Quote:
Originally posted by Kac
As far as framerate goes, I'd guess between 130-200. If you've ever played the game Counter-Strike or another 3D Action game, you know that 60 FPS is UNBEARABLE. When I hit my 100 FPS max, its like I'm in heaven. I'd think our eyes could go above this.
sigh, I'm going to find a better source that can explain what I'm saying, but this has a pretty good explaination.
Quote:
Ok first of all make sure that you know the difference between refresh rate and frame rate since both are different. The human eye is unable to see the difference between more than 30 fps but the human eye is much more sensitive for changes in intensity : flickering of a screen. For this reason the refresh rate is usually much higher.

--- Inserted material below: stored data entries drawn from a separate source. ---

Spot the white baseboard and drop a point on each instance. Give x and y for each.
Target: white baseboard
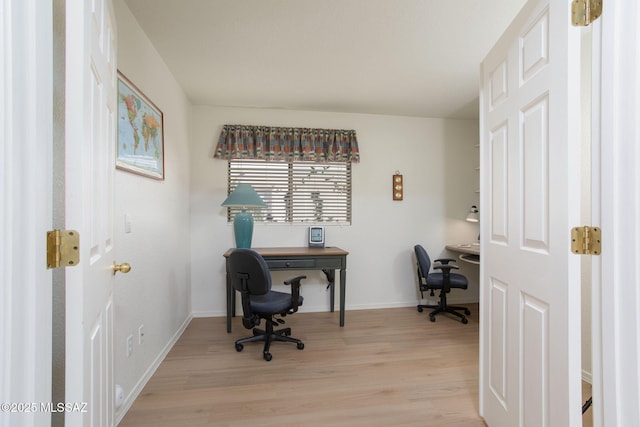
(137, 389)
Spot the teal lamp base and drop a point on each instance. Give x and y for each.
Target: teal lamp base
(243, 229)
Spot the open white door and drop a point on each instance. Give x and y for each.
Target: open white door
(530, 367)
(90, 137)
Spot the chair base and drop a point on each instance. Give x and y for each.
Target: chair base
(268, 336)
(442, 307)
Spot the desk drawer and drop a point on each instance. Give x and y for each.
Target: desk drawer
(282, 264)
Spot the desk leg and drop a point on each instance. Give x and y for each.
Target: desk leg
(331, 278)
(343, 288)
(230, 300)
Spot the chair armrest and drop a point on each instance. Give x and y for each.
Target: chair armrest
(295, 281)
(295, 292)
(446, 267)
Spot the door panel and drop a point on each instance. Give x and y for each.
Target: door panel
(530, 331)
(89, 169)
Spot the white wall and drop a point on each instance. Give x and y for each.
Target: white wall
(156, 293)
(438, 160)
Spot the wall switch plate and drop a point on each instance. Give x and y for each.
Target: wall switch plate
(129, 345)
(127, 223)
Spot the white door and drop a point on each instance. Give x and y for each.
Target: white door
(530, 373)
(90, 137)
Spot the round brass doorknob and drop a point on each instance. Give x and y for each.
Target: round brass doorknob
(125, 267)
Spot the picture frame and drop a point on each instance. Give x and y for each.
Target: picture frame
(140, 142)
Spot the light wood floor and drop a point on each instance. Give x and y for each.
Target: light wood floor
(385, 367)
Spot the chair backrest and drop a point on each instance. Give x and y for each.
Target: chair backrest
(250, 265)
(424, 262)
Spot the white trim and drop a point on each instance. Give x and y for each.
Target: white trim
(617, 381)
(26, 147)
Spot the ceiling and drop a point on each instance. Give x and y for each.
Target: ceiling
(394, 57)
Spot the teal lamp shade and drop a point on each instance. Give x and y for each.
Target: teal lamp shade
(244, 196)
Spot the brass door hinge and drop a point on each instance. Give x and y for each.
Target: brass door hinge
(584, 12)
(586, 240)
(63, 248)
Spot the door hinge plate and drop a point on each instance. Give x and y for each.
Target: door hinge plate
(586, 240)
(584, 12)
(63, 248)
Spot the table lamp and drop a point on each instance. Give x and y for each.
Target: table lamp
(244, 196)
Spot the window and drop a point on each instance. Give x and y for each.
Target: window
(295, 192)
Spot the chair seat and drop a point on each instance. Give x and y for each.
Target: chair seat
(272, 302)
(434, 280)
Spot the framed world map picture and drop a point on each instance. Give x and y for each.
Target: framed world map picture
(140, 132)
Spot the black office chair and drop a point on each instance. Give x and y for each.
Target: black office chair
(250, 276)
(445, 281)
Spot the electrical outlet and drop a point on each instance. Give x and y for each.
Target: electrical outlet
(129, 345)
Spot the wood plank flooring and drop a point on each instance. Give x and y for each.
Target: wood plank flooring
(390, 367)
(385, 367)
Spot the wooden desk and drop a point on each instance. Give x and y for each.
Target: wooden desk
(470, 251)
(326, 259)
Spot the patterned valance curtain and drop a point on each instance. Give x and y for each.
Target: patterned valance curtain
(287, 144)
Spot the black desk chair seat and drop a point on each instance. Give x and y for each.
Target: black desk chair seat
(250, 276)
(443, 281)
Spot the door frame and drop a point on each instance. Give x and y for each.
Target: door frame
(26, 206)
(616, 186)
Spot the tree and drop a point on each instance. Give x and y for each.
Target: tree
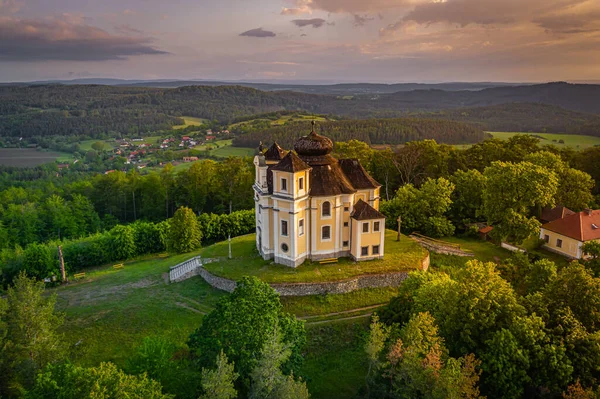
(98, 146)
(161, 360)
(511, 193)
(67, 381)
(574, 189)
(39, 261)
(354, 149)
(467, 197)
(184, 231)
(31, 339)
(240, 325)
(218, 383)
(378, 335)
(422, 209)
(418, 365)
(575, 288)
(592, 248)
(122, 240)
(268, 381)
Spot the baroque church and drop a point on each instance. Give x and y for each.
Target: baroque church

The refresh rate is how often the electron beam writes the image to the screen (electron beam hits phosphor layer, phosphor layer lights up and then decays, ...). With television 25 or 30 different images are shown per second, the refresh rate however is the double : 50 Hz or 60 Hz. The refresh rate has to be higher in bright rooms then in dark rooms, monitors are in bright well-lit offices and cinema is played in a rather dark room. This means that computer monitors are running at at least 60 Hz while the movies run only at 48 Hz ( each image is shown twice, 24 fps ).There actually is another trick involved : interlacing. Television doesn't write the whole image in one go it writes the odd lines first and in the next pass it writes the even lines and this changes constantly. This trick is used to limit the bandwidth needed (only half needed compared to full screen resolution ! ). This means that the image is written at the double speed ( 50 or 60 Hz) but each time only half of it : so first pass the odd lines are written, the next pass the even lines are written to the screen, that way a full new frame is written every two passes of the electron beam ( 25 or 30 Hz ) . You could say that 50/60 half-frames are written each second and 25/30 full-frames are written each second. By now you are probably wondering why I always write 25/30 and 50/60... well the European system has a higher resolution but a lower frame rate of 25, the American NTSC ( = Never The Same Colour ; ) system runs at a lower resolution but displays 30 frames per second. There are other differences but that is not the subject of this article.
...
Does this mean that more than 30 fps is useless ?
Well no... the important words in the conclusion is : ...see the difference between... The human eye can not see the difference, this means that if you display 60 different frames per second you can only see the difference between half of them. You can understand it like this : the first image is written to the monitor. Now our eyes and brain start to study that image... But the new image appears way to fast for our brain... the result is that this second image is combined with the first one. You could say that the first two frames are blended together by our brain. The third and fourth image are also blended together and so on. Now the effect of this is similar to what we know as motion blur : when you quickly move your hand in front of your eyes it looks like several copies of your hand are chasing each other. The effect is the same : your hand moves so fast that our brain can not follow it : so while interpreting one frame (position of the hand) a new one is physically created... so what does the brain do : it mixes the various positions and the results is several positions of your hand blurred together. Important to know is that the eye and brain are not scan line based, so our brain doesn't start at the top left and moves zigzag to the bottom like a television or monitor (motion of the electron beam)... if the brain would work like that we would suffer from tearing ;) ( Tearing is when only part of the image is updated ) How eyes and brain actually work together... well bit of a mystery.. lets say : it just works ...
So when your game is running at 60 fps or more you will get some kind of limited motion blur effect through several frames that are blended together by our brain. This effect is very similar to what happens in nature and that is why so many people claim that a game running at 60 fps looks/feels better than that same game running at just 30 fps.